How do the results from the different BigDFT runs compare? What approximations are we making?

Example [solution](./solutions/02-N2-solution.py)

## The overall structure of files in the disk

In the disk, after that the run is performed, different files are created:
* [input_minimal.yaml](./N2_minimal) which contains the minimal set of input variables to perform the run;
* [log.yaml](./log-N2.yaml) which contains the log of the run with all calculated quantities;
* [time.yaml](./time-N2.yaml) and [forces_posinp.yaml](./forces_N2.yaml) which we will see later.

For its I/O, BigDFT uses the [yaml](http://www.yaml.org/spec) format.
If you look at the [N2_minimal.yaml](./scratch/N2_minimal.yaml) file, you can see:

In [None]:
! cat scratch/N2_minimal.yaml

This file could be used to rerun the calculations, e.g. on scarf.

In this case, only the atomic positions are indicated using a yaml format.

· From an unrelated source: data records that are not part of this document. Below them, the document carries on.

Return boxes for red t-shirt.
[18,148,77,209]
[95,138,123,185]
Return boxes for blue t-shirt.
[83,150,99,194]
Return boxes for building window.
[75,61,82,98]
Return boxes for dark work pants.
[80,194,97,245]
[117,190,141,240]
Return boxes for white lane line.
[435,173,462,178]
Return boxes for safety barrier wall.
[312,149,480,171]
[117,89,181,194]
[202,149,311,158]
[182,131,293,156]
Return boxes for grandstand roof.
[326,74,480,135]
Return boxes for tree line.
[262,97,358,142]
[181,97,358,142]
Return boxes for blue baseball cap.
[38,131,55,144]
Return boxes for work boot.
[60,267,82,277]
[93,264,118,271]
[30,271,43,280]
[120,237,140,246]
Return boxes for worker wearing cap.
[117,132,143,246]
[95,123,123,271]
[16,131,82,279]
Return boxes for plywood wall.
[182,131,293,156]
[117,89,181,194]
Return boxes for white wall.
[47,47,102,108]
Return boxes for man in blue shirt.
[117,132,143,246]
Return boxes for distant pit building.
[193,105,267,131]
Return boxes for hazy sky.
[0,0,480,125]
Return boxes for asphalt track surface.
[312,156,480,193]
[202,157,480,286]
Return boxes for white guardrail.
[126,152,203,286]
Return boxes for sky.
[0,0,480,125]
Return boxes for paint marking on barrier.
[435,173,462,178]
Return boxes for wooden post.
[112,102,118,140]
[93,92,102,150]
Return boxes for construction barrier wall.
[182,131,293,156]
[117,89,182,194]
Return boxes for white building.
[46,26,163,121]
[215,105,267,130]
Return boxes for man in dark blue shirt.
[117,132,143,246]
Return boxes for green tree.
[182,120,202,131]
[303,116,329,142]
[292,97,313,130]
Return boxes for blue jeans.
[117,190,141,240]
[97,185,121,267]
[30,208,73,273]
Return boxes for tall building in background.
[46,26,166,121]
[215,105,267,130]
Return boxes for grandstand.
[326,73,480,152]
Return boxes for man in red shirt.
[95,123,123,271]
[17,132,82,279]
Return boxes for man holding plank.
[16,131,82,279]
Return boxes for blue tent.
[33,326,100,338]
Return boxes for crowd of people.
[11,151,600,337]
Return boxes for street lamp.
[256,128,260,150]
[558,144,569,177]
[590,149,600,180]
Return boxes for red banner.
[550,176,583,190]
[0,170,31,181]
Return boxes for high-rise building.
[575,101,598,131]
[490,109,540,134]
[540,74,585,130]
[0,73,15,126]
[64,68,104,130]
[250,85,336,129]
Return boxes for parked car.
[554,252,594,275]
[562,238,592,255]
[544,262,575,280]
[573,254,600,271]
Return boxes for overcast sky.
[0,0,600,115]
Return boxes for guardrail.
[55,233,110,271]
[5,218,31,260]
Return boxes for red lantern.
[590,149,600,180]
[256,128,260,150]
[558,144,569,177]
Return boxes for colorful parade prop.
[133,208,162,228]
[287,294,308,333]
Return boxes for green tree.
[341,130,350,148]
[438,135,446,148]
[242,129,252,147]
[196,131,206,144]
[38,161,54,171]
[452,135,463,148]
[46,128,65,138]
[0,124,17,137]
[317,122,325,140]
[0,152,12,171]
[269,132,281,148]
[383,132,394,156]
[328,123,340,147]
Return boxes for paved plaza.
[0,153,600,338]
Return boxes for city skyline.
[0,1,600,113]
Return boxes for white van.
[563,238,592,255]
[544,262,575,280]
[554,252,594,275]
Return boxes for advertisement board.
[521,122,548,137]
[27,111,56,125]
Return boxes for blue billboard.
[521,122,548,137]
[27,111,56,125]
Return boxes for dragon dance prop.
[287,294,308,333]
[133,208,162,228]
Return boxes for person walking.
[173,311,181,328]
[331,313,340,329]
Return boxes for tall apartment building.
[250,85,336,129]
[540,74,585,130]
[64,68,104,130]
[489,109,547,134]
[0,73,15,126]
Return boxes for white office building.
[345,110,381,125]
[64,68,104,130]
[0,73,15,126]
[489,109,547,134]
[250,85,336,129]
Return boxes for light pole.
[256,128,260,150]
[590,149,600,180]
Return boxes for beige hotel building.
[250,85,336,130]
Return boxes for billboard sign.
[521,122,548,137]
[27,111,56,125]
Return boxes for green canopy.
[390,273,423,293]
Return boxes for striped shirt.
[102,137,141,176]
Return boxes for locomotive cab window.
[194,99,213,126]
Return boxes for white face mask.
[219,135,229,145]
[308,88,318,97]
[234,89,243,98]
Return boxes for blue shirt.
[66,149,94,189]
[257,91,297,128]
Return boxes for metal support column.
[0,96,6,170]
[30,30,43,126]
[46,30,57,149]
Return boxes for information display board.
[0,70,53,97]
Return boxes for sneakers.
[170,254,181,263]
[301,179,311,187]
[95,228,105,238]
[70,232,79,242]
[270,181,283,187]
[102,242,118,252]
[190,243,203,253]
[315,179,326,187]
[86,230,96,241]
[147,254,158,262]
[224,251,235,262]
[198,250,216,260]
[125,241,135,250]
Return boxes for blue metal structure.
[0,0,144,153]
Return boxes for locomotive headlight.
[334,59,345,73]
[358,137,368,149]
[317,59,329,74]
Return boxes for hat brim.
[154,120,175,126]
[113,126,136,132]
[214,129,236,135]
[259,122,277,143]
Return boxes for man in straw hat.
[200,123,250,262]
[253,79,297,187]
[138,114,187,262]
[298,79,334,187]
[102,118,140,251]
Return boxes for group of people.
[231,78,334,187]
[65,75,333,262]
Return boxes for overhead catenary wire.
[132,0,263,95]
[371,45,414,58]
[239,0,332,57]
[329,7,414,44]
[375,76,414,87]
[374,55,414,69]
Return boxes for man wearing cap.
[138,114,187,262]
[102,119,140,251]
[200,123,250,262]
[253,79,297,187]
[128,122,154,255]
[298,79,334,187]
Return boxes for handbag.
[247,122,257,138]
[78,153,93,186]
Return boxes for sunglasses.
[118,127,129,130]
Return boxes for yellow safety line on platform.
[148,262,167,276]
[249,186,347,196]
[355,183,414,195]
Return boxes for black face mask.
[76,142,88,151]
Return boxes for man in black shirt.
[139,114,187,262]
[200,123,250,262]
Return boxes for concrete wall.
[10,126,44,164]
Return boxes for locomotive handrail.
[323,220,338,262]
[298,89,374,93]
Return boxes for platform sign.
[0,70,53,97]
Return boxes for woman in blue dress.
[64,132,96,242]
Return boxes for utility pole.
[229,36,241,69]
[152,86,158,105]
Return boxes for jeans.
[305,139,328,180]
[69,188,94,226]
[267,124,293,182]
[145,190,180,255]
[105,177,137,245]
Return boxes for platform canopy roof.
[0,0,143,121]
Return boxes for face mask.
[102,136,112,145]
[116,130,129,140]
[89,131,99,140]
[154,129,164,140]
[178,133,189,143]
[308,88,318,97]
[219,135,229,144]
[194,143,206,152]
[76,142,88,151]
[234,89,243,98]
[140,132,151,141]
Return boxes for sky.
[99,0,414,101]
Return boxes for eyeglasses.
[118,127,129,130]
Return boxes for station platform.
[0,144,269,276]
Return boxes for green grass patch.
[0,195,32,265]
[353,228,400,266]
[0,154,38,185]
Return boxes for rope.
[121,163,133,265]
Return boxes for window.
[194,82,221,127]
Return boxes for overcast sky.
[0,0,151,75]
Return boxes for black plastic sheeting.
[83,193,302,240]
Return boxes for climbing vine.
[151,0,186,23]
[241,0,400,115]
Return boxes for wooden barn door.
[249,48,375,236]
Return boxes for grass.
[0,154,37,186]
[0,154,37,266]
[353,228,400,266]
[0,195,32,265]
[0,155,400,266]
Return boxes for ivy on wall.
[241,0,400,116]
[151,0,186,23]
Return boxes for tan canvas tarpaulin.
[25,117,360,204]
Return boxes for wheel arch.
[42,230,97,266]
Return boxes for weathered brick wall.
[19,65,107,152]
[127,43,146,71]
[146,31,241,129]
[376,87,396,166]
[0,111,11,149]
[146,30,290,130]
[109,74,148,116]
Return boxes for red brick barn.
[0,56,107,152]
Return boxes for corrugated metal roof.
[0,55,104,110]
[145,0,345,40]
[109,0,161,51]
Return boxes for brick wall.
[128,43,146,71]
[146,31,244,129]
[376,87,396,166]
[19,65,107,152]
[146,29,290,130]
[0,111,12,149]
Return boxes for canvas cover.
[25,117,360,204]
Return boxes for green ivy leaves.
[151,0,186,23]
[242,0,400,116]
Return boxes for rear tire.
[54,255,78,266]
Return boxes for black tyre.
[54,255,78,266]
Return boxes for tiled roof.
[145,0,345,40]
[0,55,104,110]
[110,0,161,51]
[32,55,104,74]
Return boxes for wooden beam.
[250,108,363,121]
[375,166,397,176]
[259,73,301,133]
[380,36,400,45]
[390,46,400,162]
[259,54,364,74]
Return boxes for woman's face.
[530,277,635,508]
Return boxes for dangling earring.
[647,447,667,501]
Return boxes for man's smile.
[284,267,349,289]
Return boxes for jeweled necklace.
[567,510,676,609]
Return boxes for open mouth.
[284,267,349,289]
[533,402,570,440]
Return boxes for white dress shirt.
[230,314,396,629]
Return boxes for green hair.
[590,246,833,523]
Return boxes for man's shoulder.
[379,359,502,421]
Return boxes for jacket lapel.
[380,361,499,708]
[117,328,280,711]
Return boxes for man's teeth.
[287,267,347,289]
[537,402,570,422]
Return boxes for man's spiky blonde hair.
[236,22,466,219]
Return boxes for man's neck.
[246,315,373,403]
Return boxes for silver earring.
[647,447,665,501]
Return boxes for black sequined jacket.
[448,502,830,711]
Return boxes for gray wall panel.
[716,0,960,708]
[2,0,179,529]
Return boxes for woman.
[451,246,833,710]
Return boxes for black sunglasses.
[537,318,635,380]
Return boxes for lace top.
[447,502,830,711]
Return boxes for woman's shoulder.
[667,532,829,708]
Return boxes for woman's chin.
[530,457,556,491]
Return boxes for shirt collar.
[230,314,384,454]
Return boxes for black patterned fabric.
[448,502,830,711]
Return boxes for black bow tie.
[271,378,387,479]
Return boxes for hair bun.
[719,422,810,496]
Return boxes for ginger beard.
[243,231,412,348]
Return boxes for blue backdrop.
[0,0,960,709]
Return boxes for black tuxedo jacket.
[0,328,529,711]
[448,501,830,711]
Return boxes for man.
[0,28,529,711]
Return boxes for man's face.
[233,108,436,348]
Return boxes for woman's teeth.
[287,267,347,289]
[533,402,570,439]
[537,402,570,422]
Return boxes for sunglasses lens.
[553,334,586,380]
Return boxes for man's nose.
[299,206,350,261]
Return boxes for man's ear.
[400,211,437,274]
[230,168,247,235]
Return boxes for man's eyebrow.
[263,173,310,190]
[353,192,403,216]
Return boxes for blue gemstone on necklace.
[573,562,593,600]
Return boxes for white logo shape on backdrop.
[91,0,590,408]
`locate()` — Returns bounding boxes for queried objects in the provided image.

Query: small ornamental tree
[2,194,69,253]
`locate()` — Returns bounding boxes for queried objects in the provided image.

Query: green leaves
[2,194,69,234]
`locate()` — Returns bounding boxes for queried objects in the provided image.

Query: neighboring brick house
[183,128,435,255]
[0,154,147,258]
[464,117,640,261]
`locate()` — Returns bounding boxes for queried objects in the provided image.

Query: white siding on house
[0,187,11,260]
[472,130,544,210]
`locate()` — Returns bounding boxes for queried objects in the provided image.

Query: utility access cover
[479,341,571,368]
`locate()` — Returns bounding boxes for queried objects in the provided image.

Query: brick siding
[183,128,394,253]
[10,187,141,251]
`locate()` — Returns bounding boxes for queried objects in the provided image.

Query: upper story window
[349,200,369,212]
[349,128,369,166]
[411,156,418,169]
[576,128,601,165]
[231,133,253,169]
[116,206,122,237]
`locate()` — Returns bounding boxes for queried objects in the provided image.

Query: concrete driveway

However, there is a one-to-one correspondence between a yaml file and a python dictionary. For this reason
we will create the input parameters of this runs from dictionaries. See the useful [yaml online parser](http://yaml-online-parser.appspot.com/) page to understand the correspondence.

In the log file [log.yaml](./scratch/log-N2.yaml), BigDFT automatically displays all the input parameters used for the calculations. 

The parameters which were not explicitly given are set to a default value, except the atomic positions of course, which have to be given. As we did not specified input files here, our run is a single-point LDA calculation, without spin-polarisation.